For almost a year, I have received a series of recommendations to see the film Race to Nowhere by filmmaker and parent Vicki Abeles.  Early last week I had that opportunity and I certainly agree that the film presents a powerful message on the state of K-12 education.  The film focuses on the over scheduling and then consequent stress (and possibly worse) we inflict on the current generation of students. Too many classes,   too much memorization, too much homework, too many after school obligations, too little downtime, too little sleep.  And much of what the film shows, I see firsthand in my kids, and in the kids of my friends and neighbors.

But in delivering a powerful and worthwhile message, the film also oversimplifies and distorts the answers to difficult questions and leaves out key facts that would help present a more complete and accurate picture.  For example, on the issue of too much homework, the film includes a relatively young teacher stating that when he reduced the amount of homework, test scores went up.  The inference is clear—if we reduced homework across the board, test scores across the board would rise.  I don’t doubt that this can happen in one case and perhaps in more cases.  But I have yet to see any proof of the strong correlation suggested and that the first happening (the reduction in homework) is the cause of the second happening (increase in test scores). This message from the movie actually gives me the opportunity to utilize the majority of my Latin vocabulary.   First, we have here a classic example (what could be better for Latin) of Post hoc ergo propter hoc.  In other words, it is a logical fallacy of that what comes second is caused by what happens first.  On very hot and sunny summer days, I tend not to open the shades of south facing windows until very late in the day, to cut down in the heat in the house.  Typically, almost immediately after the shades are opened, the sun goes down.  But no one would argue that this is cause and effect and similarly, it is difficult to argue that less homework leads automatically to better test scores.  My second use of Latin in this blog is perhaps the favorite Latin phrase of all economists: ceteris paribus which translates into all other things remaining the same.  Less homework and a more dynamic teacher or a less rigorous test, can lead to higher test scores.  Brighter students or better foundations courses together with less homework will still likely lead to higher test scores.   But because all other things did not remain the same, in no way did we prove that less homework equals higher test scores.

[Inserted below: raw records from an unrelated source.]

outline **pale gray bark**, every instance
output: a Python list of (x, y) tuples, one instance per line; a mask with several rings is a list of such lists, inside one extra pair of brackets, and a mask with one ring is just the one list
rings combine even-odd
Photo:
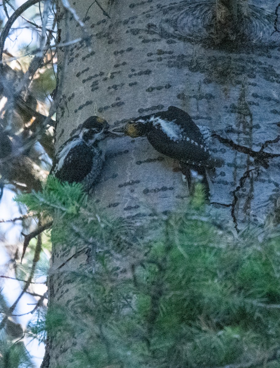
[[(264, 10), (260, 2), (238, 3), (238, 8), (230, 1), (225, 7), (225, 2), (99, 0), (104, 12), (94, 2), (71, 2), (91, 35), (91, 49), (84, 42), (69, 49), (56, 147), (94, 114), (95, 106), (112, 125), (177, 106), (228, 140), (227, 145), (214, 138), (209, 142), (212, 153), (225, 161), (212, 175), (210, 201), (216, 204), (211, 208), (221, 209), (221, 222), (238, 229), (245, 223), (263, 223), (279, 196), (279, 158), (265, 162), (261, 155), (257, 160), (253, 152), (279, 133), (279, 38), (272, 35), (277, 4), (272, 1)], [(82, 36), (74, 18), (65, 23), (60, 7), (60, 42)], [(216, 21), (226, 24), (224, 14), (231, 14), (234, 24), (240, 12), (239, 28), (231, 31), (234, 37), (217, 35), (221, 27), (217, 31)], [(61, 65), (65, 54), (65, 48), (59, 51)], [(267, 142), (264, 151), (277, 154), (279, 148), (279, 142)], [(138, 220), (149, 219), (155, 210), (184, 206), (188, 191), (181, 173), (145, 138), (109, 140), (106, 152), (93, 191), (102, 207)], [(57, 247), (51, 275), (65, 256)], [(71, 269), (85, 258), (71, 263)], [(73, 298), (78, 286), (70, 288), (64, 277), (59, 276), (58, 285), (55, 277), (52, 302), (66, 304)], [(65, 362), (74, 343), (57, 342), (49, 366)]]

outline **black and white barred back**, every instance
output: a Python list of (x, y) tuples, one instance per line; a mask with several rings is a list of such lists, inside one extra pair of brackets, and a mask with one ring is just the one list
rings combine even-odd
[(213, 168), (223, 163), (211, 157), (204, 134), (189, 115), (174, 106), (139, 117), (128, 124), (126, 132), (131, 137), (146, 135), (159, 152), (185, 164)]
[(106, 120), (97, 116), (91, 116), (80, 124), (60, 148), (51, 173), (62, 181), (81, 183), (89, 190), (103, 166), (102, 141), (109, 127)]

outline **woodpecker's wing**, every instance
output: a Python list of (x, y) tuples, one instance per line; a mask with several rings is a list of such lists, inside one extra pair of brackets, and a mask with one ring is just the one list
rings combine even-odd
[(62, 181), (80, 182), (91, 171), (95, 155), (94, 152), (81, 141), (72, 147), (64, 157), (57, 159), (58, 168), (54, 167), (53, 173)]

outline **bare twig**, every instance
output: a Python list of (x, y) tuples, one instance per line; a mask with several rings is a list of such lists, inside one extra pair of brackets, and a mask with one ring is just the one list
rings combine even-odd
[(19, 220), (22, 221), (25, 219), (27, 219), (28, 217), (33, 216), (33, 215), (34, 214), (32, 212), (30, 212), (26, 215), (24, 215), (20, 217), (15, 217), (14, 219), (10, 219), (9, 220), (0, 220), (0, 223), (3, 222), (15, 222), (15, 221)]
[(45, 282), (35, 282), (33, 281), (28, 281), (28, 280), (22, 280), (22, 279), (17, 279), (17, 277), (10, 277), (10, 276), (4, 276), (4, 275), (0, 275), (1, 279), (9, 279), (10, 280), (15, 280), (17, 281), (22, 281), (23, 282), (29, 282), (29, 284), (42, 284), (46, 285)]
[(109, 19), (111, 19), (111, 18), (110, 17), (110, 16), (109, 15), (109, 14), (108, 14), (107, 13), (107, 12), (105, 11), (104, 10), (104, 9), (103, 8), (102, 8), (102, 7), (101, 6), (99, 3), (97, 1), (97, 0), (95, 0), (95, 2), (96, 3), (97, 6), (98, 7), (99, 7), (101, 9), (101, 10), (102, 10), (102, 11), (103, 12), (103, 14), (104, 15), (105, 15), (106, 17), (108, 17), (108, 18), (109, 18)]
[(31, 233), (28, 234), (24, 234), (22, 233), (21, 233), (21, 235), (23, 235), (24, 237), (24, 241), (23, 243), (23, 247), (22, 249), (22, 255), (21, 256), (21, 263), (22, 261), (22, 259), (23, 259), (23, 257), (24, 256), (24, 255), (25, 253), (26, 250), (27, 249), (27, 247), (28, 246), (29, 244), (29, 242), (33, 238), (35, 238), (36, 236), (39, 236), (42, 233), (46, 230), (47, 229), (49, 229), (53, 224), (53, 222), (50, 221), (49, 222), (47, 222), (46, 224), (42, 226), (39, 226), (38, 229), (36, 229), (34, 231), (31, 231)]
[(5, 12), (5, 14), (6, 14), (6, 16), (8, 19), (10, 18), (9, 16), (9, 14), (8, 13), (8, 10), (7, 10), (7, 7), (6, 6), (6, 0), (3, 0), (2, 1), (3, 4), (3, 7), (4, 9), (4, 11)]
[[(39, 3), (39, 1), (40, 0), (27, 0), (27, 1), (18, 8), (14, 13), (8, 19), (1, 32), (1, 35), (0, 35), (0, 61), (2, 61), (5, 41), (14, 22), (24, 11), (25, 11), (28, 8), (30, 8), (31, 6)], [(0, 68), (1, 68), (1, 64), (0, 64)]]
[(81, 27), (82, 31), (84, 33), (83, 38), (85, 40), (86, 45), (89, 48), (91, 45), (91, 37), (87, 29), (85, 28), (85, 24), (80, 19), (76, 10), (74, 8), (71, 7), (68, 0), (61, 0), (61, 1), (64, 8), (72, 14), (75, 20)]
[(34, 272), (35, 272), (35, 269), (36, 268), (37, 262), (39, 260), (40, 258), (40, 254), (41, 252), (42, 245), (42, 234), (40, 233), (38, 234), (37, 243), (35, 248), (34, 256), (33, 258), (33, 261), (32, 262), (32, 266), (31, 267), (31, 269), (30, 271), (30, 273), (29, 275), (29, 277), (25, 283), (25, 284), (22, 288), (22, 290), (21, 291), (21, 293), (17, 298), (17, 300), (14, 302), (13, 305), (11, 305), (10, 308), (9, 308), (6, 314), (6, 315), (3, 318), (1, 322), (0, 322), (0, 331), (6, 325), (7, 321), (8, 321), (8, 317), (12, 315), (13, 312), (15, 310), (19, 301), (20, 300), (21, 298), (25, 291), (26, 291), (27, 290), (29, 285), (30, 285), (30, 284), (31, 283), (33, 276), (34, 276)]

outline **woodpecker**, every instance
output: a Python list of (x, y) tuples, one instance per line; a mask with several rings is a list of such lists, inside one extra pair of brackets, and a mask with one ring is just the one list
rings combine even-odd
[(81, 183), (89, 190), (96, 182), (104, 159), (105, 134), (107, 122), (91, 116), (80, 124), (60, 148), (50, 173), (61, 181)]
[(174, 106), (131, 121), (125, 132), (133, 138), (146, 136), (157, 151), (178, 160), (189, 185), (191, 169), (199, 177), (206, 177), (206, 168), (220, 167), (224, 163), (222, 159), (211, 156), (202, 134), (189, 115)]

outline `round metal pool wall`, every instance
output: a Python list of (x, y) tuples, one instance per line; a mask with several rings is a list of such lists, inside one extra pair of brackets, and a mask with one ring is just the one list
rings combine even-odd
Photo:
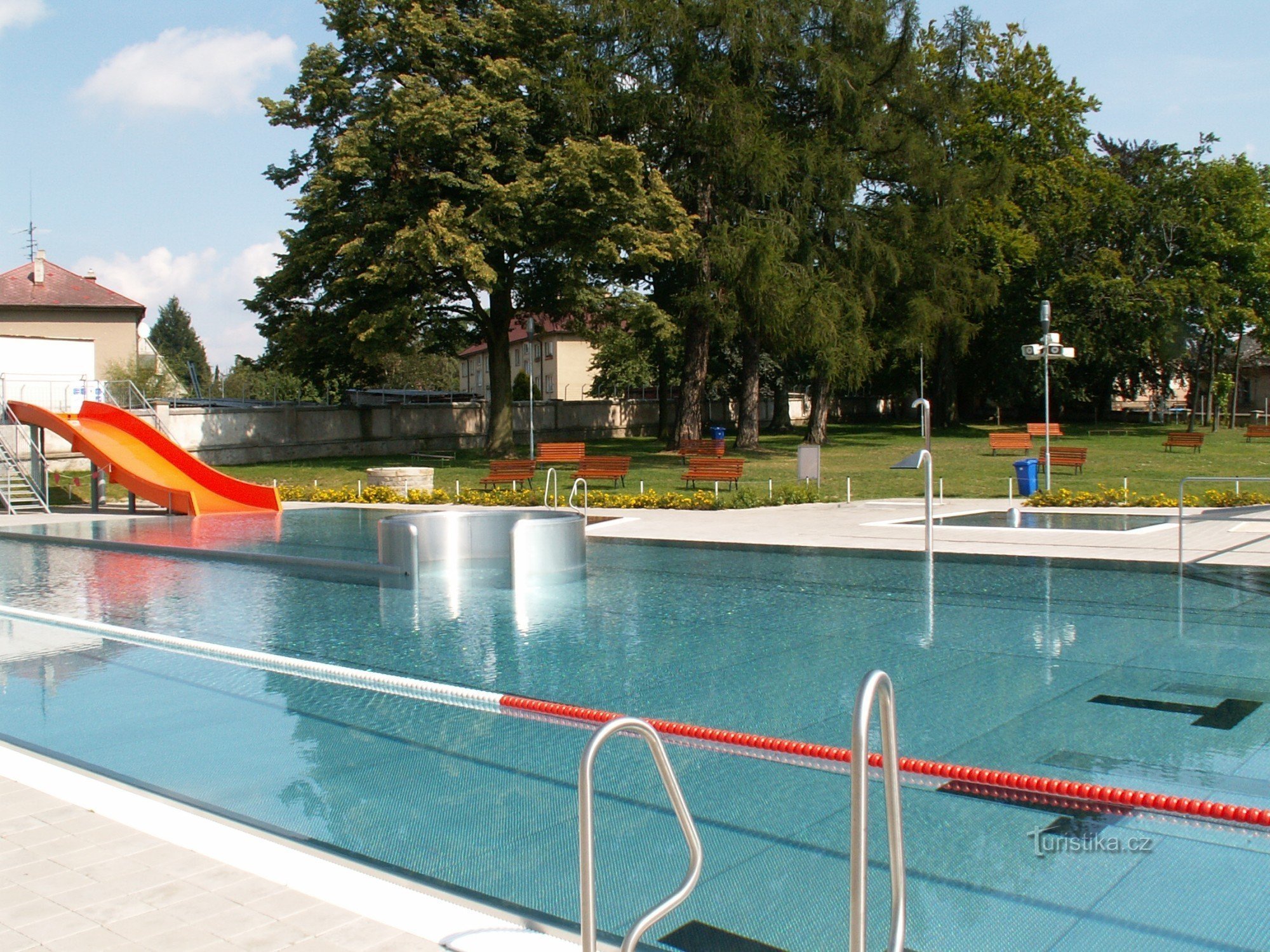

The film also doesn’t really take into account the stress that parents can place on kids.  We all know parents who consider any grade of less than an A to be failing, parents who want their kids to take every advanced placement course offered, as well as parents who want their kids to accomplish – in the classroom and out on the field—what they couldn’t accomplish.  There may be too much stress placed on our kids but in searching out the causes, looking in the mirror helps as well as looking at the schools.

But even with the concerns I have about this film, I consider Race To Nowhere worthwhile viewing for all educators.  To the extent that our kids are overscheduled and overstressed, we need to improve our educational system but at the same time not cut back on the important learning taking place.